Steam has a workshop specifically for people to release mods on to. I understand you might be somehow new to the concept of mods, even though they’ve been a thing for 30-40 years now, but that’s what the Portal mod is - a mod.
It’s even tagged as “mod” on the steam page.
It’s not a recreation of the original game.
i am aware of what a mod is and literally used it at you in reply–what you call them, however, has no relevance at all to my point. you’ve earned the thread’s first 3 day ban for your unnecessarily weird attitude about this.
It being a mod doesn’t matter if it used copyrighted materials they don’t have permission to use to make it.
It sounds like they had some stuff in there Nintendo took issue with, and since it was on Steam, which is owned by Valve, Valve took the mod down at the request of Nintendo.
Wow there is no reason to be that rude with your “you might be somehow new…” comment, that was uncalled for.

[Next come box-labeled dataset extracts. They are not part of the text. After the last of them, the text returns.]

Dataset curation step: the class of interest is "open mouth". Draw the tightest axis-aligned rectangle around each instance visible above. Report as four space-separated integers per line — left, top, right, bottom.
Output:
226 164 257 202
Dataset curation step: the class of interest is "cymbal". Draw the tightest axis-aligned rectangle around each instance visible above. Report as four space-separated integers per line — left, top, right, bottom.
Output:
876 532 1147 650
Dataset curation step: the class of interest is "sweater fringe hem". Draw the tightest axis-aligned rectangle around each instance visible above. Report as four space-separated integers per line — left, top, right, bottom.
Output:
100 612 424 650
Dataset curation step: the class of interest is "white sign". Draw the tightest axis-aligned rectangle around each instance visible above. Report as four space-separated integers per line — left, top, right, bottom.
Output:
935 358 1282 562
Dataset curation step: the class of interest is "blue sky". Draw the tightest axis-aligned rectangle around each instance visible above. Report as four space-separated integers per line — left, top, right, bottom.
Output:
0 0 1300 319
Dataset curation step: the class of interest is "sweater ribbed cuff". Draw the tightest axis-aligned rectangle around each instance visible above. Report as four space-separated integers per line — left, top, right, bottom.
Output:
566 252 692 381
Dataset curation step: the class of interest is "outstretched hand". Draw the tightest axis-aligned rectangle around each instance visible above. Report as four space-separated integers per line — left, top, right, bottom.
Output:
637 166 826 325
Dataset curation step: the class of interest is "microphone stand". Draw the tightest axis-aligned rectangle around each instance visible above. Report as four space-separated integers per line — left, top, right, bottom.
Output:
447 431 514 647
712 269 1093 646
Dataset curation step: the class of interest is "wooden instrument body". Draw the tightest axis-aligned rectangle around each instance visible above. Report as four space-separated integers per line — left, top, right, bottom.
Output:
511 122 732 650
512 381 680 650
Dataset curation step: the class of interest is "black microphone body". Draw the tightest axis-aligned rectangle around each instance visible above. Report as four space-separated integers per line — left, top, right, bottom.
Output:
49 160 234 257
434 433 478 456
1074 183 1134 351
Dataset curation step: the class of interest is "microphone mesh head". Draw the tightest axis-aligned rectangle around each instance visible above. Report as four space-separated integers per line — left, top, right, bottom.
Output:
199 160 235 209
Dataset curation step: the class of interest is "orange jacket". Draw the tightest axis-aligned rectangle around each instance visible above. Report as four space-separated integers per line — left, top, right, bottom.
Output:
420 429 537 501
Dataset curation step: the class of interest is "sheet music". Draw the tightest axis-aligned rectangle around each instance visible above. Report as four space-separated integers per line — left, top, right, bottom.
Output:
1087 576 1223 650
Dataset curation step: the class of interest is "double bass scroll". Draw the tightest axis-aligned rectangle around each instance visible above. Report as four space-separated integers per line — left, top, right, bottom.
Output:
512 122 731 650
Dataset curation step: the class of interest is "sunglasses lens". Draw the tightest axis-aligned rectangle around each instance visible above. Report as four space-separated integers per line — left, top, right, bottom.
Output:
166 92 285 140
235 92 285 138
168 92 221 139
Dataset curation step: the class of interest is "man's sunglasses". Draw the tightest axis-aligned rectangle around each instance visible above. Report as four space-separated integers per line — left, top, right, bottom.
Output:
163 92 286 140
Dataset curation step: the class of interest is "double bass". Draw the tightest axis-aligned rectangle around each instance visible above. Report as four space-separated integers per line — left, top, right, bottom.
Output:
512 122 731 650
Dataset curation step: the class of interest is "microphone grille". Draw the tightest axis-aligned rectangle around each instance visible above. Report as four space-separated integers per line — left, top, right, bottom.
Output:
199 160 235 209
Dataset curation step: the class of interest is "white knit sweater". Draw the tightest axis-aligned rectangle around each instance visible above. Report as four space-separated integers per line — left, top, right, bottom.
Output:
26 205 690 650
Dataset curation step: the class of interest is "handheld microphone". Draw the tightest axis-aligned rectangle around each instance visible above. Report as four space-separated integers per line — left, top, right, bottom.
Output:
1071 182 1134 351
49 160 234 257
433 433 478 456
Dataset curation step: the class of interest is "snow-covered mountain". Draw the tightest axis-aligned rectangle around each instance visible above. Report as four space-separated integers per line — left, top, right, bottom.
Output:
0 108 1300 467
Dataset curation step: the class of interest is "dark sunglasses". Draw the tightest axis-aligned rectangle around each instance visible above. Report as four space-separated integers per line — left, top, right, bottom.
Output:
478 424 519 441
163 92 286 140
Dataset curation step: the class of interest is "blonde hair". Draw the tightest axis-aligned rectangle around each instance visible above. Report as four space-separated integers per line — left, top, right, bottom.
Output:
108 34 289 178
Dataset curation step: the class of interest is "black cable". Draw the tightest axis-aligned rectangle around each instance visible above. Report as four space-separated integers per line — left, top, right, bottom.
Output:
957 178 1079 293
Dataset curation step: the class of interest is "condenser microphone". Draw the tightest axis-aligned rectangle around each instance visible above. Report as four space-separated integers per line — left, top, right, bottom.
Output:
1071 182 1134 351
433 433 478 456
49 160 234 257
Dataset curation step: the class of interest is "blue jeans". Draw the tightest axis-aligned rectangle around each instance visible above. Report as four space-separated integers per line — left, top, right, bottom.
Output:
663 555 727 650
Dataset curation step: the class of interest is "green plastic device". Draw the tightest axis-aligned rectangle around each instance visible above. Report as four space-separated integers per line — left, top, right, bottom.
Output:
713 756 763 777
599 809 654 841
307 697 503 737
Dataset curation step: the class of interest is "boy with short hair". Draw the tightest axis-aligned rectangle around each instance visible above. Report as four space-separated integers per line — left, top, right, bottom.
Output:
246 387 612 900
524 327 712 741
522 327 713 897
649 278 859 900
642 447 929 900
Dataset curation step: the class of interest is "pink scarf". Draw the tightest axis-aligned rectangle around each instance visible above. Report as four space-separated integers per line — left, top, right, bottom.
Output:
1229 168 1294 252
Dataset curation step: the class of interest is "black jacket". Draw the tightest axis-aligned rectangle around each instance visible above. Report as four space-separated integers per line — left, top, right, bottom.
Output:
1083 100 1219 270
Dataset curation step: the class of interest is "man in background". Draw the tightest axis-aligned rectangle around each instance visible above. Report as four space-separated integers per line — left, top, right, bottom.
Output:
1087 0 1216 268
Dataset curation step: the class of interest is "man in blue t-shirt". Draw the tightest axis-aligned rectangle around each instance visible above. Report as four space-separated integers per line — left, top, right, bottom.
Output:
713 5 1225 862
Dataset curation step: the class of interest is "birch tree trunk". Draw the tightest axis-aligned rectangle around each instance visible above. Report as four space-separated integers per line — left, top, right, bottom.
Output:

How is that rude, have they given any indication they understand what a mod is? They’re calling mods some ridiculous name from the forties. They might actually be new to pc modding.
That’s not how we disagree with people on Beehaw communities. Try to be more assertive.
So Valve takes down any project related to their IPs that isn’t made utilizing their tools and done in a way they like and/or can profit from?
How is that different from Nintendo with things like Mario Maker?
No they never said that, the huge problem here is, is that the fangame runs on nintendo licensed hardware using nintendo licensed SDKs. A lot of fangames that mod valve games don’t use any steam tools and Valve is still completely fine with the mods.
Legally shouldn’t have ever been their problem. If I, without any permission, ported Mario 64 to the Xbox, it would make zero sense for Microsoft to raise issue with Nintendo over it.
Statement’s a little incongruous: I would take a fangame that mods Valve games to mean something like a Sonic game built on the Source engine. Regardless, I’m pretty sure I get your intended meaning, and the fact is, there really aren’t that many to reference. I can only think of two notable ones off the top of my head, both of which are flash games, and both of which Valve ultimately did profit off of. After digging for a short while, I came up with two others, one being a short celebration of the series made for it’s 25th anniversary by a very well-known fan site, and the other being an obscure Unreal Engine project. The only other thing I can think of that might apply is Xash, which they definitely aren’t fine with, they just don’t have the legal standing to get rid of it without legally endangering every third-party tool made for their games.